Du Mayflower au bol de Kellogg’s
Parmi la centaine de passagers qui embarquent à bord du Mayflower en septembre 1620 en direction du Nouveau-Monde, une trentaine sont des protestants en quête de liberté religieuse. Deux mois après avoir quitté le port anglais de Plymouth, le 11 novembre, ceux qu’on baptisera bien plus tard les Pères pèlerins touchent le bout. Sur les côtes du Massachussetts, à cap Cod, ils établiront bientôt la colonie de Plymouth. Dans leurs bagages, ils ont apporté leur héritage calviniste.

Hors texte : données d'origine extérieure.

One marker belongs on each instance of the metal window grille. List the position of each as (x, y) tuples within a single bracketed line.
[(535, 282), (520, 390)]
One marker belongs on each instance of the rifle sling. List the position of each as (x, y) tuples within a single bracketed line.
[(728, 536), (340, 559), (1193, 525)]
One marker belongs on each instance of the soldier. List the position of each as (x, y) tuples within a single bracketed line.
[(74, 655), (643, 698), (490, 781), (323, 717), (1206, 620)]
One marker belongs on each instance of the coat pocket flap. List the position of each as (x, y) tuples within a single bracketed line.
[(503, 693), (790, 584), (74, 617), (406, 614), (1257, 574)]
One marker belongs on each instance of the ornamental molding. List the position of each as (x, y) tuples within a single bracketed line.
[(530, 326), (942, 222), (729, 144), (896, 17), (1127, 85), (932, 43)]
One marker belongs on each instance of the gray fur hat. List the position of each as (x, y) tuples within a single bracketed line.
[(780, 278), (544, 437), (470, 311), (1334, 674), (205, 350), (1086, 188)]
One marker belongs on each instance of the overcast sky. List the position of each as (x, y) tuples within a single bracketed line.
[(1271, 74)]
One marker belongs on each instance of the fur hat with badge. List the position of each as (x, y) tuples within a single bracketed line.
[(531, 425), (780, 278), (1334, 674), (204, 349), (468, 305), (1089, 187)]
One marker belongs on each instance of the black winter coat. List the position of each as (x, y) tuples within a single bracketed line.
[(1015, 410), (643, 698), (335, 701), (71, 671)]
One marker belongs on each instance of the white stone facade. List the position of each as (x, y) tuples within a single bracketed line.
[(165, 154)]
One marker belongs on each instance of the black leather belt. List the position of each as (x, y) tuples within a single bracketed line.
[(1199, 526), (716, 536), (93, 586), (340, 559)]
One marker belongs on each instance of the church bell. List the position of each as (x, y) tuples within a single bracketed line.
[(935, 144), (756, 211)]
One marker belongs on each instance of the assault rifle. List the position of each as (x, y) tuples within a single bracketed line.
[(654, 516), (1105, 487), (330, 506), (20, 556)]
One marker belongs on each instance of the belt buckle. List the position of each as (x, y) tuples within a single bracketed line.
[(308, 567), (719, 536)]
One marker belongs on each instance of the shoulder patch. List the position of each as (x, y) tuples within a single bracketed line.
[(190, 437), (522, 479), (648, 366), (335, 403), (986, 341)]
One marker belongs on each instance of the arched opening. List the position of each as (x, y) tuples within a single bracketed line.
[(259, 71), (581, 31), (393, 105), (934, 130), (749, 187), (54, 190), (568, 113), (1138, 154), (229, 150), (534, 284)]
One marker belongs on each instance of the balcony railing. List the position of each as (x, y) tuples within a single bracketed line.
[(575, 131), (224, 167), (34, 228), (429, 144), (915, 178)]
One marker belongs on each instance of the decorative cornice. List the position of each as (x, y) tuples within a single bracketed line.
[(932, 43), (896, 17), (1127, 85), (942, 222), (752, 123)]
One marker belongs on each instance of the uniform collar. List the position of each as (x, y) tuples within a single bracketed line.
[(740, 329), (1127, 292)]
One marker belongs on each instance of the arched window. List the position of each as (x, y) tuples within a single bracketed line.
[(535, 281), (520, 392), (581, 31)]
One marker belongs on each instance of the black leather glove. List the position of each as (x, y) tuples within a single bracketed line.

Quatre siècles plus tard, l’aventure de cette poignée de dissidents protestants est devenue l’un des mythes fondateurs des États-Unis. Barack Obama n’hésitait pas à les citer dans ses discours et les familles américaines se réunissent encore chaque année pour fêter Thanksgiving, à la suite de leurs ancêtres. Mais les États-Unis doivent-ils vraiment tout aux passagers du Mayflower?
Un pacte de survie
«Le Mayflower Compact est considéré aux États-Unis comme le premier contrat social, dessinant les prémisses de la Constitution américaine. Il s’agit surtout d’un pacte de survie conclu entre les passagers», explique Lauric Henneton, spécialiste des États-Unis à l’Université Versailles Saint-Quentin et traducteur de «L’histoire de la colonie de Plymouth», paru en 2004 chez Labor et Fides. En effet, le navire accoste plus au nord que prévu. En signant ce document, les colons veulent ainsi éviter des débordements. La priorité désormais: rester ensemble et survivre.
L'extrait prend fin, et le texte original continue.